Since search spaces are defined at the application level, an application can swap implementations in any component to solve problems with them (upgrading dependencies, fixing bugs outside of the main distribution/backporting fixes, choosing different resource boundaries depending on compilation target, switching unmaintained libraries for maintained/forked ones, etc). None this requires any changes in source code.

Controlling effects

Purr is a pure language, which means that there are no side effects. Instead, effects are modelled as algebras, where possible effects are a set of data structures defining what can happen. Functions declare their intent of having some effect happen by performing the effects described by these data structures.

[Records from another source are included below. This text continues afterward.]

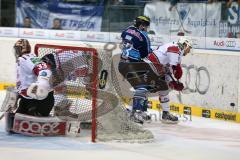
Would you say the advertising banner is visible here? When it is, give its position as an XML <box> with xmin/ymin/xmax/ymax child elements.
<box><xmin>144</xmin><ymin>2</ymin><xmax>221</xmax><ymax>37</ymax></box>
<box><xmin>16</xmin><ymin>0</ymin><xmax>103</xmax><ymax>31</ymax></box>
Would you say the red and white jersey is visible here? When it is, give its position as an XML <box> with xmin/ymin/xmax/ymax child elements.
<box><xmin>148</xmin><ymin>42</ymin><xmax>183</xmax><ymax>74</ymax></box>
<box><xmin>16</xmin><ymin>53</ymin><xmax>49</xmax><ymax>99</ymax></box>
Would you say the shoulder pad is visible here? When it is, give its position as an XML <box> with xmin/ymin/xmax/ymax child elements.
<box><xmin>167</xmin><ymin>46</ymin><xmax>180</xmax><ymax>54</ymax></box>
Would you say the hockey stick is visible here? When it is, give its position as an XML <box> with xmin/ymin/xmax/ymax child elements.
<box><xmin>0</xmin><ymin>113</ymin><xmax>4</xmax><ymax>121</ymax></box>
<box><xmin>170</xmin><ymin>7</ymin><xmax>192</xmax><ymax>34</ymax></box>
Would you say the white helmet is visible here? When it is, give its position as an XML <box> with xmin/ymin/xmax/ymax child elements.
<box><xmin>178</xmin><ymin>37</ymin><xmax>192</xmax><ymax>48</ymax></box>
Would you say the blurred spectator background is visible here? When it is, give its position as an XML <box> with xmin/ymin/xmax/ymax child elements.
<box><xmin>23</xmin><ymin>17</ymin><xmax>32</xmax><ymax>28</ymax></box>
<box><xmin>0</xmin><ymin>0</ymin><xmax>240</xmax><ymax>37</ymax></box>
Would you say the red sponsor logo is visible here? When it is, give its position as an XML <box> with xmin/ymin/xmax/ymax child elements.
<box><xmin>87</xmin><ymin>34</ymin><xmax>95</xmax><ymax>39</ymax></box>
<box><xmin>213</xmin><ymin>40</ymin><xmax>225</xmax><ymax>47</ymax></box>
<box><xmin>23</xmin><ymin>31</ymin><xmax>34</xmax><ymax>35</ymax></box>
<box><xmin>55</xmin><ymin>33</ymin><xmax>65</xmax><ymax>37</ymax></box>
<box><xmin>13</xmin><ymin>119</ymin><xmax>66</xmax><ymax>136</ymax></box>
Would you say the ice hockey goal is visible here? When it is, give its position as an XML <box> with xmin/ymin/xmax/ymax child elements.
<box><xmin>35</xmin><ymin>44</ymin><xmax>153</xmax><ymax>143</ymax></box>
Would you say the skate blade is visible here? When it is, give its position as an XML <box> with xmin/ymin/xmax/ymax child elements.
<box><xmin>161</xmin><ymin>119</ymin><xmax>179</xmax><ymax>124</ymax></box>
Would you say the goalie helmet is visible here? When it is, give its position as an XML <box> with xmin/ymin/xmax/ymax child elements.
<box><xmin>134</xmin><ymin>16</ymin><xmax>150</xmax><ymax>27</ymax></box>
<box><xmin>178</xmin><ymin>37</ymin><xmax>192</xmax><ymax>49</ymax></box>
<box><xmin>178</xmin><ymin>37</ymin><xmax>192</xmax><ymax>56</ymax></box>
<box><xmin>13</xmin><ymin>39</ymin><xmax>31</xmax><ymax>57</ymax></box>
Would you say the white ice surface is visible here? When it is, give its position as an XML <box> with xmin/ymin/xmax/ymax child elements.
<box><xmin>0</xmin><ymin>91</ymin><xmax>240</xmax><ymax>160</ymax></box>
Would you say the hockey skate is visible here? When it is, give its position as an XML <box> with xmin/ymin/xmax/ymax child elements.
<box><xmin>162</xmin><ymin>111</ymin><xmax>179</xmax><ymax>124</ymax></box>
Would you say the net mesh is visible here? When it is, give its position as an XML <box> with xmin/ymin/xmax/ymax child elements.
<box><xmin>35</xmin><ymin>44</ymin><xmax>153</xmax><ymax>143</ymax></box>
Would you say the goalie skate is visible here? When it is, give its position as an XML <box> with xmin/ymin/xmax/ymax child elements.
<box><xmin>129</xmin><ymin>111</ymin><xmax>151</xmax><ymax>124</ymax></box>
<box><xmin>162</xmin><ymin>111</ymin><xmax>179</xmax><ymax>124</ymax></box>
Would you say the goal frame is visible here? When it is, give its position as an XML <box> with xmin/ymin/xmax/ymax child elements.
<box><xmin>34</xmin><ymin>44</ymin><xmax>98</xmax><ymax>143</ymax></box>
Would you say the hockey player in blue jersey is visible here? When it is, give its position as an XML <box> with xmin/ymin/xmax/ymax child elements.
<box><xmin>118</xmin><ymin>16</ymin><xmax>152</xmax><ymax>123</ymax></box>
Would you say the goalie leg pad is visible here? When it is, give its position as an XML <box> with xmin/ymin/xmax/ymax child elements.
<box><xmin>4</xmin><ymin>112</ymin><xmax>15</xmax><ymax>134</ymax></box>
<box><xmin>159</xmin><ymin>91</ymin><xmax>170</xmax><ymax>111</ymax></box>
<box><xmin>16</xmin><ymin>91</ymin><xmax>54</xmax><ymax>117</ymax></box>
<box><xmin>133</xmin><ymin>88</ymin><xmax>148</xmax><ymax>112</ymax></box>
<box><xmin>0</xmin><ymin>87</ymin><xmax>18</xmax><ymax>112</ymax></box>
<box><xmin>13</xmin><ymin>113</ymin><xmax>66</xmax><ymax>136</ymax></box>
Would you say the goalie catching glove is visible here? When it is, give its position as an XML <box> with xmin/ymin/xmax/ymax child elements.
<box><xmin>169</xmin><ymin>81</ymin><xmax>184</xmax><ymax>91</ymax></box>
<box><xmin>172</xmin><ymin>64</ymin><xmax>183</xmax><ymax>80</ymax></box>
<box><xmin>27</xmin><ymin>70</ymin><xmax>52</xmax><ymax>100</ymax></box>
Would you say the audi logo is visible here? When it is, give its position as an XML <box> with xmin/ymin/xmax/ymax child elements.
<box><xmin>226</xmin><ymin>41</ymin><xmax>236</xmax><ymax>47</ymax></box>
<box><xmin>182</xmin><ymin>64</ymin><xmax>210</xmax><ymax>94</ymax></box>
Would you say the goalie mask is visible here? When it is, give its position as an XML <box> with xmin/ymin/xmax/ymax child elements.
<box><xmin>177</xmin><ymin>37</ymin><xmax>192</xmax><ymax>56</ymax></box>
<box><xmin>13</xmin><ymin>39</ymin><xmax>31</xmax><ymax>58</ymax></box>
<box><xmin>134</xmin><ymin>16</ymin><xmax>150</xmax><ymax>31</ymax></box>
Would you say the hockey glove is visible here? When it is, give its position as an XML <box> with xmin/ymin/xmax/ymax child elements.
<box><xmin>27</xmin><ymin>70</ymin><xmax>51</xmax><ymax>100</ymax></box>
<box><xmin>169</xmin><ymin>81</ymin><xmax>184</xmax><ymax>91</ymax></box>
<box><xmin>172</xmin><ymin>64</ymin><xmax>183</xmax><ymax>80</ymax></box>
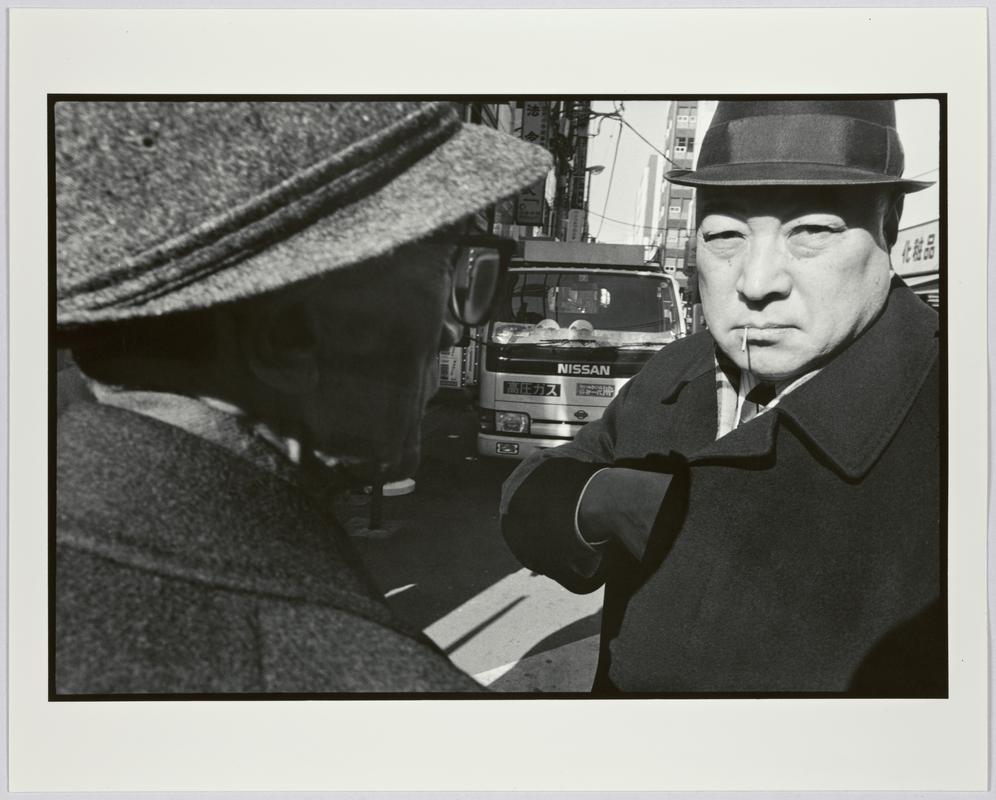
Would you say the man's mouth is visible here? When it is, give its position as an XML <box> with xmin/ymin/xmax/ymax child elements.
<box><xmin>731</xmin><ymin>322</ymin><xmax>793</xmax><ymax>351</ymax></box>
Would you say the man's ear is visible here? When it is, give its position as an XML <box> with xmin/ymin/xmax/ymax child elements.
<box><xmin>240</xmin><ymin>298</ymin><xmax>319</xmax><ymax>395</ymax></box>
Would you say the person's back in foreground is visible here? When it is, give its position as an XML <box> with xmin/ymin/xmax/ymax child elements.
<box><xmin>55</xmin><ymin>101</ymin><xmax>548</xmax><ymax>694</ymax></box>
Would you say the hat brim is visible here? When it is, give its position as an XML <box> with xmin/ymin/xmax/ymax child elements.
<box><xmin>664</xmin><ymin>162</ymin><xmax>934</xmax><ymax>194</ymax></box>
<box><xmin>57</xmin><ymin>124</ymin><xmax>551</xmax><ymax>329</ymax></box>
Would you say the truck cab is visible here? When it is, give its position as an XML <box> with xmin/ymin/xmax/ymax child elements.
<box><xmin>477</xmin><ymin>241</ymin><xmax>685</xmax><ymax>458</ymax></box>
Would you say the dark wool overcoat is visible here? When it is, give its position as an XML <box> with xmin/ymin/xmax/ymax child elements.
<box><xmin>502</xmin><ymin>283</ymin><xmax>946</xmax><ymax>696</ymax></box>
<box><xmin>55</xmin><ymin>403</ymin><xmax>483</xmax><ymax>694</ymax></box>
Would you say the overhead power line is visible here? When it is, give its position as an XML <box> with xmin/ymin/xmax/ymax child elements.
<box><xmin>595</xmin><ymin>120</ymin><xmax>622</xmax><ymax>239</ymax></box>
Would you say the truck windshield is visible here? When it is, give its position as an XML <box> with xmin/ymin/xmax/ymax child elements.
<box><xmin>490</xmin><ymin>270</ymin><xmax>679</xmax><ymax>348</ymax></box>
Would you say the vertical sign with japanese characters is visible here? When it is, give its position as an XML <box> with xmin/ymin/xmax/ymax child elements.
<box><xmin>891</xmin><ymin>219</ymin><xmax>941</xmax><ymax>276</ymax></box>
<box><xmin>515</xmin><ymin>100</ymin><xmax>550</xmax><ymax>225</ymax></box>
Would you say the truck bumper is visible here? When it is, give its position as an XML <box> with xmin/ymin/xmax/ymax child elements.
<box><xmin>477</xmin><ymin>433</ymin><xmax>570</xmax><ymax>460</ymax></box>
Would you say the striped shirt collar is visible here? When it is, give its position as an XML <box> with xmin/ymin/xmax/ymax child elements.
<box><xmin>714</xmin><ymin>355</ymin><xmax>820</xmax><ymax>439</ymax></box>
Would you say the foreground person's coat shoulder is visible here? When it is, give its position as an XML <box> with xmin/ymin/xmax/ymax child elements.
<box><xmin>55</xmin><ymin>404</ymin><xmax>483</xmax><ymax>694</ymax></box>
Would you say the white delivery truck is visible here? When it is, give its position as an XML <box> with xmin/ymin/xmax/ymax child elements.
<box><xmin>477</xmin><ymin>240</ymin><xmax>685</xmax><ymax>458</ymax></box>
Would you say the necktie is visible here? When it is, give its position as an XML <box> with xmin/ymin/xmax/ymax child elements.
<box><xmin>738</xmin><ymin>383</ymin><xmax>775</xmax><ymax>425</ymax></box>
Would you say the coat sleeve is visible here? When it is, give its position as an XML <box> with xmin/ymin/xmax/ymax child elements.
<box><xmin>500</xmin><ymin>381</ymin><xmax>668</xmax><ymax>593</ymax></box>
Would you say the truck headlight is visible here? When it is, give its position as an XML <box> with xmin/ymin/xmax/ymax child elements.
<box><xmin>495</xmin><ymin>411</ymin><xmax>529</xmax><ymax>433</ymax></box>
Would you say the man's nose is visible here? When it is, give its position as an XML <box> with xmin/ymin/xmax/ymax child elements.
<box><xmin>737</xmin><ymin>237</ymin><xmax>792</xmax><ymax>303</ymax></box>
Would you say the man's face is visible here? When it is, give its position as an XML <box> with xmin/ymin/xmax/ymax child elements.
<box><xmin>697</xmin><ymin>187</ymin><xmax>890</xmax><ymax>381</ymax></box>
<box><xmin>294</xmin><ymin>243</ymin><xmax>460</xmax><ymax>480</ymax></box>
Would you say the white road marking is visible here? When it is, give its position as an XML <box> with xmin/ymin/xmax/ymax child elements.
<box><xmin>425</xmin><ymin>569</ymin><xmax>602</xmax><ymax>680</ymax></box>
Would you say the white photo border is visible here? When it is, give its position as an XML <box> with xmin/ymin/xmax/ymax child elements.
<box><xmin>8</xmin><ymin>8</ymin><xmax>989</xmax><ymax>792</ymax></box>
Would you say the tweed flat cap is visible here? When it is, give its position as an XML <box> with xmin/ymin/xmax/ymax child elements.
<box><xmin>664</xmin><ymin>100</ymin><xmax>932</xmax><ymax>192</ymax></box>
<box><xmin>55</xmin><ymin>100</ymin><xmax>551</xmax><ymax>330</ymax></box>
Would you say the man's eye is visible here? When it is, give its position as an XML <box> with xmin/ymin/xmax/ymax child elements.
<box><xmin>702</xmin><ymin>230</ymin><xmax>744</xmax><ymax>253</ymax></box>
<box><xmin>702</xmin><ymin>231</ymin><xmax>743</xmax><ymax>242</ymax></box>
<box><xmin>791</xmin><ymin>225</ymin><xmax>840</xmax><ymax>246</ymax></box>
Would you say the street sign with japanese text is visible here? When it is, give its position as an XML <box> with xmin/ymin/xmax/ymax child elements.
<box><xmin>891</xmin><ymin>219</ymin><xmax>941</xmax><ymax>275</ymax></box>
<box><xmin>567</xmin><ymin>208</ymin><xmax>585</xmax><ymax>242</ymax></box>
<box><xmin>522</xmin><ymin>100</ymin><xmax>550</xmax><ymax>150</ymax></box>
<box><xmin>515</xmin><ymin>178</ymin><xmax>546</xmax><ymax>225</ymax></box>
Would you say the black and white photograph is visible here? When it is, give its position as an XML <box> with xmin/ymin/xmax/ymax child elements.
<box><xmin>51</xmin><ymin>90</ymin><xmax>947</xmax><ymax>698</ymax></box>
<box><xmin>11</xmin><ymin>6</ymin><xmax>987</xmax><ymax>791</ymax></box>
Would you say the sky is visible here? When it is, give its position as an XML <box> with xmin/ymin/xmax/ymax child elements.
<box><xmin>588</xmin><ymin>100</ymin><xmax>940</xmax><ymax>244</ymax></box>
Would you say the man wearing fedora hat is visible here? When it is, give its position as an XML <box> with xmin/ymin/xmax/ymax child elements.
<box><xmin>502</xmin><ymin>100</ymin><xmax>947</xmax><ymax>696</ymax></box>
<box><xmin>54</xmin><ymin>99</ymin><xmax>550</xmax><ymax>694</ymax></box>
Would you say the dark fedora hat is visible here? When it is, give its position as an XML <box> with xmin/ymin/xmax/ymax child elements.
<box><xmin>54</xmin><ymin>100</ymin><xmax>551</xmax><ymax>330</ymax></box>
<box><xmin>665</xmin><ymin>100</ymin><xmax>933</xmax><ymax>192</ymax></box>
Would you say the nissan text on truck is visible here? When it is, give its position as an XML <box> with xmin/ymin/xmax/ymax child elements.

For performing effects, Purr uses effect handlers. Within a call stack, a mapping from effect type to a function that performs that kind of effect is done, so whenever a function "performs" an effect, its associated handler is invoked. This enables handlers to be overriden, which makes testing effectful code a lot simpler--just provide a new handler that doesn't go do the database/filesystem/network/etc.

Effect handlers are also the basis of Purr's live programming and time-travelling debugger.

An effect system makes these effects explicit in the function's signature. This is interesting for reasoning about the code and what kind of things it does, without having to look at the implementation of that function, and all functions called from that.

Learning barriers for non-English speakers

People who don't speak English have a lot of problems when they want to learn programming, because they often need to learn English while they're learning programming. Not that learning English isn't a good thing, but it increases the barrier of entry to programming by a lot for these people.

Purr's language features are mostly statically known, and because every value and node allows annotations, it's possible to use a structural editor to show a translated version of the program. This allows even standard libraries and syntax to be translated without much effort, and without creating any interop or tooling issues.

Safer, easier programming

Type systems are important for collaborative programming, since it allows people to encode their premises about how and in which context particular pieces of code work. But studies show that beginners have a hard time with types. If we force people to learn types and some basic programming concepts at the same time, they might feel overwhelmed.

To avoid that, Purr uses a combination of type inference and gradual typing. Type inference allows programmers to omit type declarations while still getting the benefits of analysis. Gradual typing allows programmers to not have to worry about types until they need to.

With strong checking and untyped parts, type errors happen at runtime, and allow people to learn more about the problem in connection with the code, since we can use both the concrete structure and the call stack to show better information. While there have been some advances in doing the same for types, debugging errors at the type level is still very difficult.